Pencarian akan satu pemahaman rasional akan dunia yang kita diami ini berhubungan sangat dekat dengan kebutuhan untuk menemukan kausalitas. Seorang anak kecil, dalam prosesnya belajar tentang dunia, akan selalu bertanya “mengapa?” – yang selalu dianggap gangguan oleh orang tuanya, yang seringkali kebingungan harus menjawab apa. Berdasarkan pengamatan dan pengalaman, kita merumuskan satu hipotesis tentang apa yang menyebabkan terjadinya satu gejala. Inilah dasar dari semua pemahaman rasional. Biasanya, hipotesis-hipotesis ini pada gilirannya melahirkan ramalan mengenai hal-hal yang belum kita alami. Ramalan-ramalan ini kemudian dapat diuji, baik melalui pengamatan ataupun praktek. Ini bukan hanya penggambaran tentang sejarah ilmu pengetahuan, tapi juga satu bagian penting dari perkembangan mental dari tiap manusia dari awal masa kanak-kanak sampai seterusnya. Dengan demikian ia mencakup perkembangan intelektual dalam maknanya yang terluas, dari mulai proses pembelajaran yang paling dasar dari seorang anak sampai telaah tentang jagad raya.

Keberadaan kausalitas ditunjukkan oleh sejumlah besar pengamatan. Semua ini memungkinkan kita membuat ramalan-ramalan penting, bukan hanya dalam ilmu pengetahuan tapi juga dalam kehidupan sehari-hari. Semua orang tahu bahwa jika air dididihkan sampai suhu 100oC ia akan berubah menjadi uap. Inilah dasar, bukan hanya untuk pembuatan secangkir teh, tapi juga untuk revolusi industri, yang telah menjadi dasar bagi seluruh kehidupan masyarakat kita kini.

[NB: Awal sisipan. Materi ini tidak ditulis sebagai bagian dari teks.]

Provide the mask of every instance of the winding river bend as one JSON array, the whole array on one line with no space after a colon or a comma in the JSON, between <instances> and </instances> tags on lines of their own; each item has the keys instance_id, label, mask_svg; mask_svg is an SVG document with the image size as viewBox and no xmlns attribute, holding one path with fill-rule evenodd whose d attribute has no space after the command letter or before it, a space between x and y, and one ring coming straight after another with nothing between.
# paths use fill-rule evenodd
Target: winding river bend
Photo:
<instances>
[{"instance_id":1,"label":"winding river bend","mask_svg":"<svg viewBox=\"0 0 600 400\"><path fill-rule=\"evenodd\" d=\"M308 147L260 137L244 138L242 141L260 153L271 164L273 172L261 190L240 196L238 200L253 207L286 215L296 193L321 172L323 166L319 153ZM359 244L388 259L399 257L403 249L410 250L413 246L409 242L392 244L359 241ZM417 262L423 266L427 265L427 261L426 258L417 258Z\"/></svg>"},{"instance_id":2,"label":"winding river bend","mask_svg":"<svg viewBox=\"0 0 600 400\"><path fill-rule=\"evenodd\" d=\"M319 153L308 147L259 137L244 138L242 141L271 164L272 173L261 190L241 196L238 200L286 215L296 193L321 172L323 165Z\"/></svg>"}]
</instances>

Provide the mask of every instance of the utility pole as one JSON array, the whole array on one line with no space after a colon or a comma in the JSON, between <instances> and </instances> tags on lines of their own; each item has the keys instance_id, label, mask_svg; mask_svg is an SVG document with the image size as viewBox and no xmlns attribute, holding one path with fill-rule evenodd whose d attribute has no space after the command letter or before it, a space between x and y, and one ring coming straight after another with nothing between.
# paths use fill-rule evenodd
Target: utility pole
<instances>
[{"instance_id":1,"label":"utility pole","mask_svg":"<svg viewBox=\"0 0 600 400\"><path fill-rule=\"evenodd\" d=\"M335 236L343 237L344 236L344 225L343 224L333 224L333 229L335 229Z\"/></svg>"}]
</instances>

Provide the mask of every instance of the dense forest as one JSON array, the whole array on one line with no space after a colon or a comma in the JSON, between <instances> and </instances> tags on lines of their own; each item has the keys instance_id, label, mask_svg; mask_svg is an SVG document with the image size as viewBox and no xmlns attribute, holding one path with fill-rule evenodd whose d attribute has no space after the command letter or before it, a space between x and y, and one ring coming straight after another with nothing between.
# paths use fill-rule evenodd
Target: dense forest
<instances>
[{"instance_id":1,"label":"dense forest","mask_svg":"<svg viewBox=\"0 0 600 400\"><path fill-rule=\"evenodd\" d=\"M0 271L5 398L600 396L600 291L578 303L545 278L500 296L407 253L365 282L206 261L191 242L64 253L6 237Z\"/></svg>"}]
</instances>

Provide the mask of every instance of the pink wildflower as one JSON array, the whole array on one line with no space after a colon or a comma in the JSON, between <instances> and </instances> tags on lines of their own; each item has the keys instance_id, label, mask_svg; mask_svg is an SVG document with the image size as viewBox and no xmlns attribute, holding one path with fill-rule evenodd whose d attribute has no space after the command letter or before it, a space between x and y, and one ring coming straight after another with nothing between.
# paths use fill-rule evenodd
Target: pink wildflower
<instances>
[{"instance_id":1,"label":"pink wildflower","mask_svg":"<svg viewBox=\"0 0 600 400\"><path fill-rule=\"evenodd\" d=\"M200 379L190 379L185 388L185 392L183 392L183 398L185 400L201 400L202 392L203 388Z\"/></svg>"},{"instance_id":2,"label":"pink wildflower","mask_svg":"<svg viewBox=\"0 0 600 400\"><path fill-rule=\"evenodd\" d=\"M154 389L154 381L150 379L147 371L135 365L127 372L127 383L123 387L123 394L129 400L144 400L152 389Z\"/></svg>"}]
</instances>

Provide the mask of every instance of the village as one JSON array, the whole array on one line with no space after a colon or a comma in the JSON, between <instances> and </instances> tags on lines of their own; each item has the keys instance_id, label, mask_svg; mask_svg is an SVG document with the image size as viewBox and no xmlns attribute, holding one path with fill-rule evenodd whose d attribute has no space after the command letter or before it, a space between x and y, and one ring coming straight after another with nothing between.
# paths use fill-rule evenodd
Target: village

Masih juga ada para filsuf dan ilmuwan yang menegaskan dengan serius bahwa uap tidak dapat dikatakan disebabkan oleh pemanasan air. Fakta bahwa kita dapat membuat ramalan mengenai sejumlah besar peristiwa itu sendiri adalah bukti bahwa kausalitas bukanlah sekedar satu cara yang enak untuk menggambarkan berbagai hal tapi, seperti yang ditunjukkan David Bohm, merupakan aspek yang inheren dan hakiki dari segala hal. Sesungguhnya, mustahillah bahkan untuk menentukan ciri-ciri segala hal tanpa mengandalkan kausalitas. Contohnya, ketika kita berkata bahwa sesuatu adalah merah, kita menyatakan bahwa ia akan bereaksi dengan cara tertentu ketika dikenai kondisi tertentu – yaitu, satu objek berwarna merah didefinisikan sebagai sesuatu yang jika dikenai cahaya putih akan memantulkan cahaya merah. Mirip dengan itu, fakta bahwa air menjadi uap ketika dipanaskan, dan menjadi es ketika didinginkan, adalah pernyataan dari sebuah hubungan sebab-akibat kualitatif yang merupakan bagian dari sifat-sifat utama dari cairan ini, tanpanya ia bukan lagi air. Hukum matematik umum tentang pergerakan benda bergerak merupakan pula sifat-sifat hakiki dari benda-benda itu, tanpanya mereka tidak akan menjadi seperti apa mereka yang kita kenal. Contoh itu dapat digandakan tanpa batas. Dalam rangka memahami mengapa dan bagaimana sebab-akibat berkait erat dengan sifat-sifat hakiki segala hal, tidaklah cukup untuk memandang hal-hal tersebut secara statis dan saling terpisah satu sama lain. Perlulah untuk memandang segala hal sebagaimana adanya, sebagaimana mereka pernah ada, dan sebagaimana mereka akan harus ada – yaitu, menelaah segala hal sebagai proses.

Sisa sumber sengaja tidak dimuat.